GEMM Heuristics#

Overview#

Gemm heuristics in cutlass_library aim to reduce the search space for runtime autotuning, so that only a subset of valid kernels need to be built and profiled for a given set of GEMM problems. This implementation uses Nvidia’s nvidia-matmul-heuristics, an analytical heuristic that ranks GEMM kernels by estimated performance given a problem size and hardware SKU. You can find more info in the docs.

Coverage#

Gemm heuristics in cutlass_library is an experimental feature and exhaustive functional or performance coverage is not guaranteed. It currently supports the following.

Problem space:

Plain dense gemm for f8, f16, f32

Hardware:

Hopper (sm9x)
Blackwell (sm10x)

Usage / Quick Start#

Install Dependencies#

Using the wheel is recommended:

pip install nvidia-matmul-heuristics

Prepare Input File#

Prepare a list of gemm problem definitions, in the form of a json list, to be evaluated by the heuristic. Here is a sample file with two problems:

[
{
     "m" : 4096,
     "n" : 4096,
     "k" : 4096,
     "batch_count" : 1,
     "layout" : "tnn",
     "dtype_a" : "f16",
     "dtype_b" : "f16",
     "dtype_c" : "f16",
     "dtype_acc" : "f32",
     "dtype_d" : "f16",
     "beta" : 0.0,
     "use_fast_acc": false
},
{
     "m" : 4096,
     "n" : 4096,
     "k" : 4096,
     "batch_count" : 1,
     "layout": "tnn",
     "dtype_a" : "e5m2",
     "dtype_b" : "e5m2",
     "dtype_c" : "f32",
     "dtype_acc" : "f32",
     "dtype_d" : "e5m2",
     "beta" : 0.0,
     "use_fast_acc": true
}
]

Note: use_fast_acc only needs to be specified for FP8 kernels on SM90. Otherwise, it is ignored.

Build#

Build CUTLASS using CMake as normal, providing heuristics-specific options to CMake. Note that hardware details are detected automatically. For offline builds, use -DCUTLASS_LIBRARY_HEURISTICS_GPU. For example, here is a minimal command for Nvidia’s Hopper Architecture (sm90):

$ cmake .. \
    -DCUTLASS_NVCC_ARCHS=90a \
    -DCUTLASS_LIBRARY_HEURISTICS_PROBLEMS_FILE=<path_to_your_problem_list.json> \
    -DCUTLASS_LIBRARY_HEURISTICS_CONFIGS_PER_PROBLEM=<number of configurations to build per problem> 
...
...

$ make cutlass_profiler -j

This will produce a csv testlist which provides all testcases that need be run to perform autotuning over the built configurations, including kernel runtime options. The location of this file can be changed by the CMake option -DCUTLASS_LIBRARY_HEURISTICS_TESTLIST_FILE.

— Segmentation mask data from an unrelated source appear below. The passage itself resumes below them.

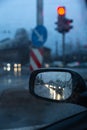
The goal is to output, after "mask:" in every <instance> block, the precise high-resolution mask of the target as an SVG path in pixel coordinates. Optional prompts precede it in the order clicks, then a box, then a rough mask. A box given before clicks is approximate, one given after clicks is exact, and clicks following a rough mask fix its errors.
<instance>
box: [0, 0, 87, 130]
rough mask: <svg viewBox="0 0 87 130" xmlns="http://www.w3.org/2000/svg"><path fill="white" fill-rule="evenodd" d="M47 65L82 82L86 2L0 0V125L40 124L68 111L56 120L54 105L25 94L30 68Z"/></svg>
mask: <svg viewBox="0 0 87 130" xmlns="http://www.w3.org/2000/svg"><path fill="white" fill-rule="evenodd" d="M49 67H56V68H64V67H65V68H70V69H72V70H75V71H77V72H78V73H79V74H81V75H82V77H83V78H84V80H85V82H87V1H86V0H73V1H70V0H32V1H30V0H1V1H0V118H1V122H0V129H7V128H9V129H11V128H15V127H17V128H20V127H26V126H29V125H30V126H32V125H33V126H36V125H37V126H38V125H46V124H49V123H52V122H53V121H56V119H57V120H60V119H63V118H65V117H67V116H68V115H72V114H73V113H69V111H68V112H66V114H65V115H63V114H62V115H61V114H60V116H59V117H58V118H57V114H56V112H58V109H57V108H58V105H59V104H56V105H55V104H54V105H53V103H49V102H46V101H42V100H39V99H36V98H35V97H33V96H31V95H30V93H29V77H30V74H31V72H32V71H33V70H36V69H38V68H49ZM38 104H39V105H38ZM61 105H62V104H60V106H61ZM41 106H42V107H41ZM50 107H51V110H50ZM61 107H62V106H61ZM61 107H60V108H61ZM71 107H73V106H70V108H69V110H70V109H71ZM52 108H53V109H52ZM74 108H75V107H74ZM66 109H67V105H66ZM76 109H77V108H76ZM76 109H75V110H76ZM78 109H79V108H78ZM75 110H74V112H76V111H75ZM80 110H81V111H82V110H84V109H83V108H81V109H80ZM78 111H79V110H78ZM53 112H54V113H55V114H54V117H53V118H51V116H49V115H51V113H53ZM28 113H30V114H29V115H28ZM41 113H42V114H41ZM59 113H61V112H60V111H59ZM38 114H39V117H38Z"/></svg>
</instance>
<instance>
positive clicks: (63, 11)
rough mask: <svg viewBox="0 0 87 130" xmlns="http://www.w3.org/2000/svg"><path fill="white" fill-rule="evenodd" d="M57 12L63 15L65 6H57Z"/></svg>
mask: <svg viewBox="0 0 87 130" xmlns="http://www.w3.org/2000/svg"><path fill="white" fill-rule="evenodd" d="M57 13H58V14H59V16H65V14H66V9H65V7H63V6H61V7H58V8H57Z"/></svg>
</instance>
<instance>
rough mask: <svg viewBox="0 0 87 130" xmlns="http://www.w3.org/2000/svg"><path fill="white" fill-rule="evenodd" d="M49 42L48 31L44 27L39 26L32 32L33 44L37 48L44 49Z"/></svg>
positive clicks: (32, 38) (35, 28)
mask: <svg viewBox="0 0 87 130" xmlns="http://www.w3.org/2000/svg"><path fill="white" fill-rule="evenodd" d="M46 40H47V29H46V28H45V27H44V26H43V25H38V26H37V27H36V28H34V29H33V32H32V43H33V45H34V46H35V47H37V48H39V47H42V46H43V44H44V43H45V42H46Z"/></svg>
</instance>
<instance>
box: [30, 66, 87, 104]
mask: <svg viewBox="0 0 87 130" xmlns="http://www.w3.org/2000/svg"><path fill="white" fill-rule="evenodd" d="M42 72H68V73H70V74H71V75H72V83H73V91H72V94H71V96H70V97H69V98H68V99H66V100H65V101H62V102H72V103H78V100H79V95H80V94H81V93H83V92H84V91H85V90H86V84H85V81H84V80H83V78H82V77H81V76H80V75H79V74H78V73H77V72H74V71H72V70H69V69H56V68H52V69H51V68H49V69H38V70H35V71H33V72H32V73H31V75H30V80H29V91H30V93H31V94H32V95H34V96H36V97H37V98H40V99H44V100H47V101H56V100H52V99H48V98H44V97H40V96H38V95H37V94H36V93H35V78H36V76H37V75H38V74H39V73H42ZM57 102H58V101H57ZM59 102H60V101H59Z"/></svg>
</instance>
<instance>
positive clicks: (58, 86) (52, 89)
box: [29, 68, 87, 130]
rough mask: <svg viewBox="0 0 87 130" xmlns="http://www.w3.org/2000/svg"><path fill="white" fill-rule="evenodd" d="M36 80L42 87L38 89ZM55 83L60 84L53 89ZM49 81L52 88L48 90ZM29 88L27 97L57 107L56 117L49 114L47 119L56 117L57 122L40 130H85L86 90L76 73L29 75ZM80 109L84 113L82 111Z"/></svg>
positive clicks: (59, 70)
mask: <svg viewBox="0 0 87 130" xmlns="http://www.w3.org/2000/svg"><path fill="white" fill-rule="evenodd" d="M50 75H52V76H50ZM37 77H39V78H40V77H41V79H42V80H43V82H44V84H42V85H40V86H39V85H37V84H36V81H37ZM32 79H33V80H32ZM58 80H59V81H62V84H59V85H58V86H55V87H54V83H56V81H58ZM50 81H51V82H52V83H53V84H52V85H53V87H52V85H51V87H50ZM63 85H64V87H63ZM29 86H30V87H29V90H30V93H31V94H32V95H33V96H35V97H36V98H38V99H41V100H42V101H43V100H45V101H47V102H50V103H57V104H58V105H59V106H58V108H57V109H58V111H57V112H56V113H55V112H54V113H53V111H51V112H52V113H51V116H50V115H49V116H50V118H52V116H53V115H55V114H56V120H54V121H53V122H49V124H46V125H45V126H43V127H42V126H41V127H40V128H39V129H41V130H53V129H55V130H58V129H59V130H64V129H67V128H68V129H70V130H74V129H79V130H83V129H86V128H87V89H86V85H85V82H84V80H83V78H82V77H81V76H80V75H79V74H78V73H77V72H74V71H71V70H69V69H57V68H51V69H39V70H35V71H33V72H32V73H31V76H30V81H29ZM59 87H60V88H59ZM61 88H64V89H62V90H61ZM60 90H61V91H60ZM53 105H54V104H53ZM82 108H84V110H81V109H82ZM50 109H52V108H50ZM43 111H44V110H43ZM48 113H49V111H48ZM66 113H67V116H66ZM61 115H62V116H61Z"/></svg>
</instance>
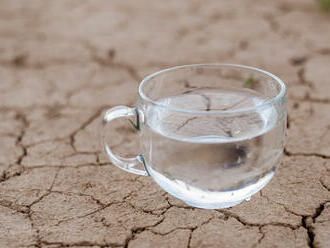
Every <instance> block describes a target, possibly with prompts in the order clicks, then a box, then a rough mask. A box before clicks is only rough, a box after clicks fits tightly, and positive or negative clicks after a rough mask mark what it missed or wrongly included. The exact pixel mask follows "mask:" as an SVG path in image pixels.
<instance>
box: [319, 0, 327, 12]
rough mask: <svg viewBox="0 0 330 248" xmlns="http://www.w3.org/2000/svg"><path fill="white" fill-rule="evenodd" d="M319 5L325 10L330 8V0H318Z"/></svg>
mask: <svg viewBox="0 0 330 248" xmlns="http://www.w3.org/2000/svg"><path fill="white" fill-rule="evenodd" d="M318 2H319V5H320V7H321V8H322V9H324V10H330V0H318Z"/></svg>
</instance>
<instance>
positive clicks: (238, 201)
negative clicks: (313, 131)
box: [184, 198, 248, 209]
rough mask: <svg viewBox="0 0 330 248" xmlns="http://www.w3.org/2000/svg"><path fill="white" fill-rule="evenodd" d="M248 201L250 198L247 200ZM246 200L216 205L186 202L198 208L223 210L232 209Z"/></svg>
mask: <svg viewBox="0 0 330 248" xmlns="http://www.w3.org/2000/svg"><path fill="white" fill-rule="evenodd" d="M247 199H248V198H247ZM243 201H244V200H240V201H233V202H223V203H215V204H203V203H196V202H189V201H184V202H185V203H186V204H188V205H189V206H192V207H196V208H203V209H223V208H230V207H233V206H236V205H238V204H240V203H242V202H243Z"/></svg>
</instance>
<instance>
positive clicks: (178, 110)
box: [138, 63, 286, 114]
mask: <svg viewBox="0 0 330 248" xmlns="http://www.w3.org/2000/svg"><path fill="white" fill-rule="evenodd" d="M190 67H196V68H197V67H234V68H241V69H247V70H251V71H255V72H259V73H262V74H265V75H266V76H268V77H270V78H272V79H274V80H275V81H276V82H277V83H278V84H279V85H280V87H281V89H280V92H279V93H278V94H277V95H276V96H275V97H273V98H271V99H269V100H267V101H265V102H263V103H262V104H260V105H256V106H254V107H248V108H240V109H234V110H209V111H207V110H192V109H184V108H177V107H172V106H168V105H165V104H163V103H161V102H159V101H155V100H153V99H151V98H150V97H148V96H147V95H146V94H145V93H144V92H143V86H144V85H145V84H146V83H147V82H148V81H149V80H150V79H152V78H154V77H156V76H158V75H160V74H163V73H166V72H169V71H174V70H178V69H183V68H190ZM285 94H286V86H285V84H284V82H283V81H282V80H281V79H280V78H279V77H277V76H275V75H274V74H272V73H270V72H267V71H265V70H262V69H259V68H256V67H252V66H246V65H239V64H227V63H205V64H188V65H180V66H174V67H170V68H167V69H163V70H160V71H157V72H155V73H152V74H150V75H148V76H146V77H145V78H143V79H142V81H141V83H140V85H139V88H138V95H139V97H140V98H141V99H142V100H143V101H145V102H147V103H150V104H152V105H155V106H157V107H162V108H166V109H168V110H169V111H174V112H181V113H189V114H237V113H242V112H251V111H256V110H257V109H263V108H266V107H269V106H270V105H273V104H275V103H276V102H278V101H280V100H281V99H282V98H283V97H284V96H285Z"/></svg>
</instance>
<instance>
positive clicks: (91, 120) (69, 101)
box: [0, 0, 330, 248]
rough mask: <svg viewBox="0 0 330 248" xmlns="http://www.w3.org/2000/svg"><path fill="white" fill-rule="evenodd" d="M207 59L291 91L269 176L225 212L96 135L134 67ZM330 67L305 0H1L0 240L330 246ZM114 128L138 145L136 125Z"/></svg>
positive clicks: (64, 246) (124, 150)
mask: <svg viewBox="0 0 330 248" xmlns="http://www.w3.org/2000/svg"><path fill="white" fill-rule="evenodd" d="M201 62H231V63H241V64H247V65H251V66H257V67H260V68H264V69H266V70H269V71H270V72H272V73H274V74H276V75H278V76H279V77H281V78H282V79H283V80H284V81H285V82H286V83H287V86H288V90H289V91H288V97H289V101H288V110H289V122H288V137H287V145H286V153H285V154H286V155H285V156H284V158H283V161H282V165H281V167H280V169H279V171H278V173H277V175H276V177H275V178H274V179H273V180H272V181H271V183H270V184H269V185H268V186H267V187H266V188H264V189H263V190H262V191H261V192H260V193H258V194H256V195H255V196H254V197H252V199H251V200H250V201H248V202H244V203H243V204H241V205H239V206H236V207H233V208H230V209H226V210H221V211H215V210H214V211H210V210H200V209H194V208H190V207H188V206H186V205H184V204H183V203H181V202H180V201H178V200H176V199H174V198H173V197H171V196H169V195H168V194H166V193H165V192H164V191H162V190H161V189H160V188H159V187H158V186H156V184H155V183H154V182H153V181H152V180H151V179H150V178H148V177H140V176H135V175H132V174H128V173H126V172H124V171H121V170H119V169H117V168H116V167H114V166H112V165H110V164H109V162H108V160H107V159H106V158H105V156H104V155H103V154H102V153H101V149H100V146H99V141H98V132H99V122H100V119H101V115H102V113H103V112H104V110H105V109H107V108H108V107H111V106H115V105H119V104H120V105H129V106H133V105H134V103H135V101H136V90H137V86H138V83H139V81H140V80H141V78H142V77H144V76H145V75H147V74H149V73H151V72H154V71H157V70H159V69H161V68H165V67H168V66H173V65H180V64H191V63H201ZM329 73H330V13H325V12H324V11H321V10H320V9H319V7H318V6H317V4H316V2H315V1H313V0H301V1H291V0H286V1H285V0H279V1H268V0H247V1H241V0H233V1H219V0H208V1H201V0H200V1H195V0H194V1H178V0H167V1H152V0H136V1H121V0H103V1H101V0H100V1H92V0H90V1H84V0H76V1H65V0H58V1H55V0H54V1H43V0H38V1H37V0H29V1H24V0H2V1H1V4H0V148H1V149H0V247H30V248H32V247H44V248H46V247H47V248H57V247H129V248H135V247H143V248H146V247H157V248H160V247H191V248H193V247H230V248H233V247H263V248H265V247H269V248H273V247H286V248H290V247H296V248H298V247H299V248H300V247H301V248H303V247H323V248H326V247H330V115H329V114H330V79H329V78H330V77H329V75H330V74H329ZM116 129H117V131H118V132H119V133H120V135H118V140H115V141H114V142H115V144H114V146H115V147H116V148H117V150H118V152H122V153H124V155H128V154H129V153H131V154H134V153H135V152H136V150H135V149H134V146H135V144H136V135H135V134H134V131H132V130H130V129H128V127H127V128H119V125H118V126H116ZM127 133H130V135H128V136H127Z"/></svg>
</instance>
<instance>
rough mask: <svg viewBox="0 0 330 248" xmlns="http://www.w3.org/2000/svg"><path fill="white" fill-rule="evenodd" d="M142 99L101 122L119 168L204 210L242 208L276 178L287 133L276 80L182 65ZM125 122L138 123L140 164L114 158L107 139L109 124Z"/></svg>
mask: <svg viewBox="0 0 330 248" xmlns="http://www.w3.org/2000/svg"><path fill="white" fill-rule="evenodd" d="M138 96H139V99H138V102H137V106H136V107H134V108H130V107H125V106H118V107H114V108H111V109H109V110H108V111H107V112H106V114H105V116H104V122H103V123H104V130H103V136H104V138H103V142H104V146H105V150H106V152H107V154H108V156H109V158H110V160H111V162H112V163H113V164H114V165H116V166H118V167H119V168H121V169H124V170H126V171H128V172H131V173H135V174H139V175H145V176H147V175H148V176H151V177H152V178H153V179H154V181H155V182H156V183H157V184H159V185H160V187H162V188H163V189H164V190H166V191H167V192H168V193H170V194H171V195H173V196H175V197H177V198H179V199H181V200H182V201H184V202H186V203H187V204H188V205H191V206H194V207H199V208H206V209H219V208H227V207H231V206H234V205H236V204H239V203H240V202H242V201H243V200H245V199H249V198H250V197H251V195H253V194H255V193H256V192H258V191H259V190H260V189H262V188H263V187H264V186H265V185H266V184H267V183H268V182H269V181H270V180H271V178H272V177H273V176H274V173H275V171H276V168H277V166H278V165H279V161H280V158H281V156H282V153H283V148H284V138H285V130H286V88H285V84H284V83H283V82H282V81H281V80H280V79H279V78H278V77H276V76H274V75H272V74H271V73H269V72H266V71H263V70H260V69H257V68H253V67H249V66H242V65H233V64H199V65H184V66H177V67H173V68H170V69H166V70H162V71H159V72H156V73H154V74H152V75H149V76H147V77H146V78H145V79H143V80H142V82H141V84H140V86H139V89H138ZM122 117H124V118H127V119H129V120H130V121H131V122H132V118H134V120H136V121H135V123H133V122H132V123H133V124H134V126H135V127H136V129H137V130H138V132H139V135H140V151H141V152H140V154H139V155H137V156H136V157H135V158H123V157H120V156H117V155H115V154H114V153H113V152H112V150H111V148H110V145H109V144H108V141H109V139H108V138H105V137H107V135H106V130H105V128H106V126H107V125H108V123H109V122H111V121H112V120H113V119H116V118H122ZM108 136H109V135H108ZM115 138H116V136H113V135H112V136H110V141H111V139H115ZM139 164H142V165H143V166H141V167H142V169H139V168H137V166H138V165H139Z"/></svg>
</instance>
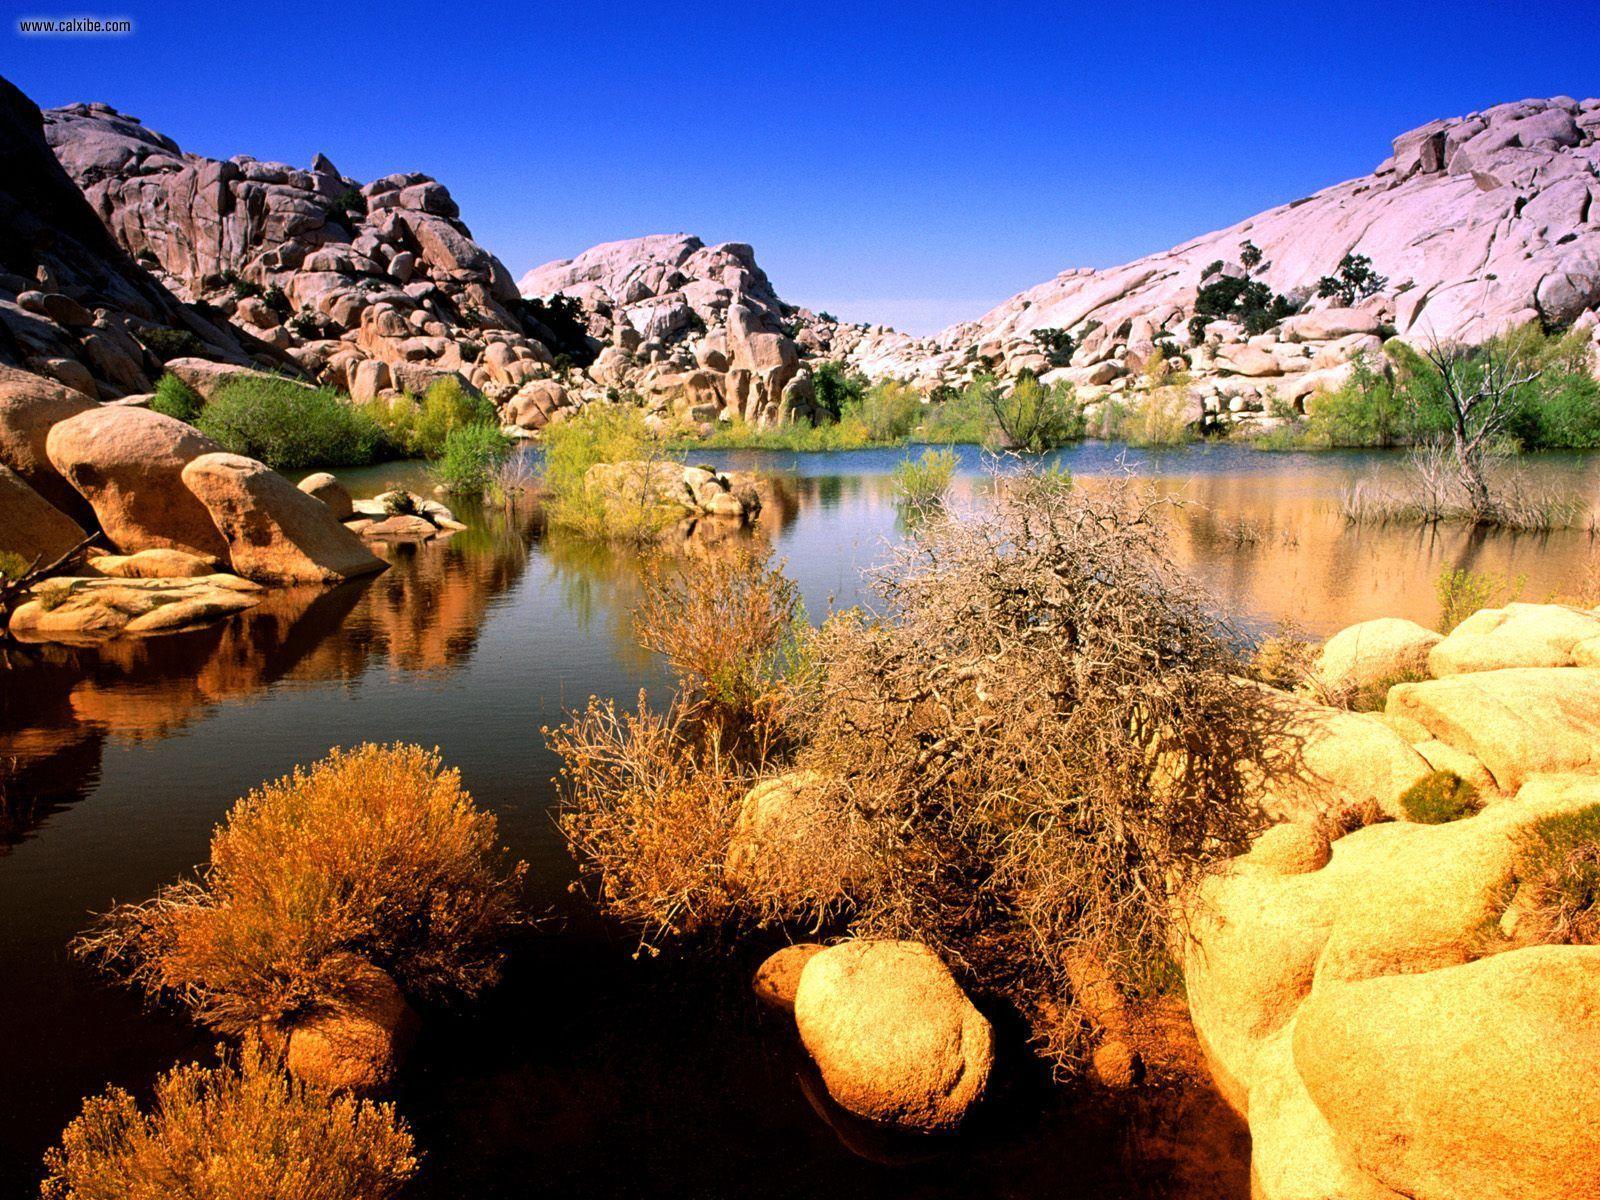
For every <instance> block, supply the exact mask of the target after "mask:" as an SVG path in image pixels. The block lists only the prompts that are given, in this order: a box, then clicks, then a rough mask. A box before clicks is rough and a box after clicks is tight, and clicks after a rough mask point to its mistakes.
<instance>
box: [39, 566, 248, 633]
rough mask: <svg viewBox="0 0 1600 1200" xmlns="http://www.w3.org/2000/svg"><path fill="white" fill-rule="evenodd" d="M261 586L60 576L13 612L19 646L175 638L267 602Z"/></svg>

CUTLASS CMake currently supports the following for heuristics:

CUTLASS_LIBRARY_HEURISTICS_PROBLEMS_FILE: Path to the file containing a json list of GEMM problems
CUTLASS_LIBRARY_HEURISTICS_CONFIGS_PER_PROBLEM: Max number of configurations the heuristic will return for each GEMM problem. The same configuration or kernel can be suggested for multiple problems.
CUTLASS_LIBRARY_HEURISTICS_RESTRICT_KERNELS: Limits the build to only the set of kernels instantiated by the default CUTLASS CMake build flow, composing with other options such as CUTLASS_LIBRARY_INSTANTIATION_LEVEL. Set this to ON as a workaround if the heuristic suggests kernel configurations that do not build on your platform (possible for some unsupported or experimental use cases). This option is set to OFF by default, which builds all of the suggested configurations.
CUTLASS_LIBRARY_HEURISTICS_TESTLIST_FILE: Path to the output CSV which will contain the testcases to be used for autotuning, consumable by cutlass_profiler.
CUTLASS_LIBRARY_HEURISTICS_GPU: The GPU to use for heuristics; for instance, H100_SXM5. Used for offline builds. If unset, the hardware properties will be auto-detected using the Cuda Driver APIs. See generator.py for valid GPU strings

Profile#

Use the emitted testlist CSV with cutlass_profiler to collect performance data, which can be used to determine the fastest built kernel configuration for each of the input problems. Example which profiles each testcase for a fixed 50ms:

cutlass_profiler --operation=Gemm --testlist-file=<path_to_your_testlist.csv> --profiling-iterations=0 --profiling-duration=50 --verification-enabled=false --output=<path_to_outfile>

Direct Usage in Python#

If you have pre-built CUTLASS kernels or custom CUTLASS emitters, you can use the Python APIs directly to select kernels to build or profile. See filter_manifest_and_write_heuristics_file() in heuristics.py for example usage.